Nous sommes les pilotes de Gundam.
Nous sommes des adolescents.
Nous sommes courageux, intelligents, doués pour la guerre.
Nous sommes petits, minces, la bouche boudeuse et les cheveux ébouriffés.
Nous sommes les soldats de la Liberté.
Nous avons seize ans.
Et nous sommes des tueurs impitoyables.
Des héros.
Vous pourriez nous prendre en affection, car nous sommes plutôt charismatiques.
Vous pourriez être désolé pour nous.
Vous pourriez avoir envie de nous protéger.
Nous offrir la chaleur, le calme et la sûreté d'une vie, d'un foyer.
Nous aimer.
Nous épargner.
Nous qui n'avons que seize ans.
Mais...
Non.
Non, cela ne vous effleurera jamais l'esprit.
Car c'est nous qui vous protégeons.
Du haut de notre mètre soixante, avec nos mains fines et notre visage souvent pâle...
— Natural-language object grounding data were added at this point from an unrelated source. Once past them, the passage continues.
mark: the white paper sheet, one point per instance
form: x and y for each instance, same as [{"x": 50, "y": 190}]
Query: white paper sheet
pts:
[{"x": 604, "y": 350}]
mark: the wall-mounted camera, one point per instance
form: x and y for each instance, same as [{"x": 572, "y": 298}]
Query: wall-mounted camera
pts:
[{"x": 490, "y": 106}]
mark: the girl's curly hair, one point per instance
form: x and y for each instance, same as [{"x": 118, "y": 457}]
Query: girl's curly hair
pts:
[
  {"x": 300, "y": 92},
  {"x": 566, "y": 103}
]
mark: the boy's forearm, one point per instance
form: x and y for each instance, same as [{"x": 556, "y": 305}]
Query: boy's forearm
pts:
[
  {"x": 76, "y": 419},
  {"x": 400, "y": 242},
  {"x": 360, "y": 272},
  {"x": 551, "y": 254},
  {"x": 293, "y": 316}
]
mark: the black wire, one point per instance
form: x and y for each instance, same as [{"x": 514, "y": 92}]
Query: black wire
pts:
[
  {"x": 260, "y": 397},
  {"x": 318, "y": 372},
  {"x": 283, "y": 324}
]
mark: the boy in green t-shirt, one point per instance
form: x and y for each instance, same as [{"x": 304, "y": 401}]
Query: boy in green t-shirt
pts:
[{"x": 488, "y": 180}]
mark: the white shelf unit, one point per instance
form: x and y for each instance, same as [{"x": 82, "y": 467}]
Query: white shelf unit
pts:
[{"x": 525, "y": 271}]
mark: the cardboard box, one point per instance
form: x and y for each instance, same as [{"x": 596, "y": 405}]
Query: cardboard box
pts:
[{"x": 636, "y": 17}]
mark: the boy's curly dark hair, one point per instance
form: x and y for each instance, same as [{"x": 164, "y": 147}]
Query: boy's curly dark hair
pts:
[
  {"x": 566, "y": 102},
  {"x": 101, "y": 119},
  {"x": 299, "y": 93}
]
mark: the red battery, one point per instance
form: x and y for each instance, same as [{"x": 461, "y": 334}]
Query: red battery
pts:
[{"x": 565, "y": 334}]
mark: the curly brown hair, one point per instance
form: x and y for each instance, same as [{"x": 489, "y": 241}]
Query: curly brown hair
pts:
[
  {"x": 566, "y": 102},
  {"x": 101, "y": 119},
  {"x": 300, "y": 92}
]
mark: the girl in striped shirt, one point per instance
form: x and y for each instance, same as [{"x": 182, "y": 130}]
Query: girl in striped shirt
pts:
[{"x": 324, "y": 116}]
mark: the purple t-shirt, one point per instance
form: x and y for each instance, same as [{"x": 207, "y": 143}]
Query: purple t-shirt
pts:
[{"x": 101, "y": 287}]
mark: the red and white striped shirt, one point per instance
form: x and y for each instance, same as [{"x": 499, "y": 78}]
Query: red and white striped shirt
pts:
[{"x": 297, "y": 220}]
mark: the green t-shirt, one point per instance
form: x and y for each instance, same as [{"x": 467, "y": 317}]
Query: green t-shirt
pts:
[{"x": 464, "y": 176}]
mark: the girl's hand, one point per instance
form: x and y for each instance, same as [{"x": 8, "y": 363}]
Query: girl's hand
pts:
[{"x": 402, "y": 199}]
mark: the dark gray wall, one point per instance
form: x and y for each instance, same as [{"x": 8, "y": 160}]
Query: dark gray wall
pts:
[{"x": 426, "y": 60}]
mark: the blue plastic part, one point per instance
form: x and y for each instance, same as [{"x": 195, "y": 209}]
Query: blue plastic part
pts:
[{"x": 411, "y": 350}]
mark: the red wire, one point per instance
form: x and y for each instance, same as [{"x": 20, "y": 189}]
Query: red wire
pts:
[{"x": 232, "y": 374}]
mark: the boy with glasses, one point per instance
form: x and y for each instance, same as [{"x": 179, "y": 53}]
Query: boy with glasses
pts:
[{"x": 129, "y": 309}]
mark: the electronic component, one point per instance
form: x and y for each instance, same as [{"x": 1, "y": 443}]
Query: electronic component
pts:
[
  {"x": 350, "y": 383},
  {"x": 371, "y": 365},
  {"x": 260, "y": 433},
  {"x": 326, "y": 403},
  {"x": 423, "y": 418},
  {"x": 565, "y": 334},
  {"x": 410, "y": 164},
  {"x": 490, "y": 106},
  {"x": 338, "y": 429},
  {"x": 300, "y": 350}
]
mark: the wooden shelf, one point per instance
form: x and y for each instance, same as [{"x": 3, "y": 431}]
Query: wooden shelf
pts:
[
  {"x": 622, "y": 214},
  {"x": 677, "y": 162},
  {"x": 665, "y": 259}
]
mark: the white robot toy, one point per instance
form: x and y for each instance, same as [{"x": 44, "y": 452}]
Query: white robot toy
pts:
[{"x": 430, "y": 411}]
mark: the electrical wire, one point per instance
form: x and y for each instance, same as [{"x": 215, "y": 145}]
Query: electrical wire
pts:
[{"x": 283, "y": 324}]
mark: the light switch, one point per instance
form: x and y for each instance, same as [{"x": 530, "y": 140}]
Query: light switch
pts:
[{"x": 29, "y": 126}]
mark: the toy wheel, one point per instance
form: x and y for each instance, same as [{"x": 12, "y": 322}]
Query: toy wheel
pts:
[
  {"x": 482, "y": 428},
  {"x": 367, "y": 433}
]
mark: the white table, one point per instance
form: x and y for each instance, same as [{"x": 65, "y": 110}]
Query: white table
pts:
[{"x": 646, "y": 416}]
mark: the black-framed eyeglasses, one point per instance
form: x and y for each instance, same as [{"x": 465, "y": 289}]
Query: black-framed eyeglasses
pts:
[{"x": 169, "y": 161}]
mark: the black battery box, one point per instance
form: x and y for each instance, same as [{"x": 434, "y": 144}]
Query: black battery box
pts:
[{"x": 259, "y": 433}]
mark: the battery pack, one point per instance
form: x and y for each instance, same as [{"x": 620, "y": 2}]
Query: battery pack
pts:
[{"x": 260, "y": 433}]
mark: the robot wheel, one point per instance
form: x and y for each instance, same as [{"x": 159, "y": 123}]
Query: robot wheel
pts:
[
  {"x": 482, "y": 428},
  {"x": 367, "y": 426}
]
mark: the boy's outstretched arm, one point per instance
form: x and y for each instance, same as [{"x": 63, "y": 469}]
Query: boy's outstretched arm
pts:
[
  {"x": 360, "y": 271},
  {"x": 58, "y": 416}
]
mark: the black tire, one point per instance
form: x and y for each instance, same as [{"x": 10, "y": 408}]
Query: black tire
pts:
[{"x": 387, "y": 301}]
C'est nous qui nous battons pour votre calme.
Qui tuons pour votre sécurité.
Qui saignons pour votre vie.
Nous.
Et ça, vous n'y pensez pas.
Vous ne voyez que nos victoires.
Et pas nos cernes, nos sourires vides, nos regards las...
Vous ne nous voyez pas.
Car c'est normal, n'est-ce pas ?
Puisque nous sommes des soldats.
Et plus des enfants.
Depuis longtemps.
C'est ce que vous vous dites.
Des soldats.
Élevés pour cela.
Et pour rien d'autre.
Nous ne savons faire que ça.
Nous n'avons appris que ça.
Nous ne connaissons que ça.
Et nous ne pouvons vivre que comme ça.
C'est ce que l'on nous a dit.
Alors nous le faisons, et c'est tout.
Parce que c'est comme ça.
Parce que de toute façon il faut bien le faire.
Et surtout, parce que qu'il n'y a personne d'autre qui voudrait prendre notre place.
C'est comme ça.
Nous le faisons.
Missions.
Survie.
Morts.
Encore, encore.
S'enfuir.
Se cacher.
Attendre.
Encore, encore...
Se battre.
Tuer.
Recommencer.
Et l'envie de vomir qui nous tord le ventre, le besoin de hurler qui nous brûle la gorge...
Encore, encore, encore ?
Mais ça continue, ça recommence et ça s'enchaîne.
Et nous...
Nous sommes en train de changer.
Trop fatigués, la nuque trop courbée, les mains trop tremblantes, les yeux trop plein de larmes.
Les rêves trop plein de sang.
Nous ne parvenons plus à dormir sans cauchemarder.
C'est pas grave, pas vraiment, pas encore.
Pas pour vous.
Mais...
Nous ne parvenons plus à sourire comme il le faudrait.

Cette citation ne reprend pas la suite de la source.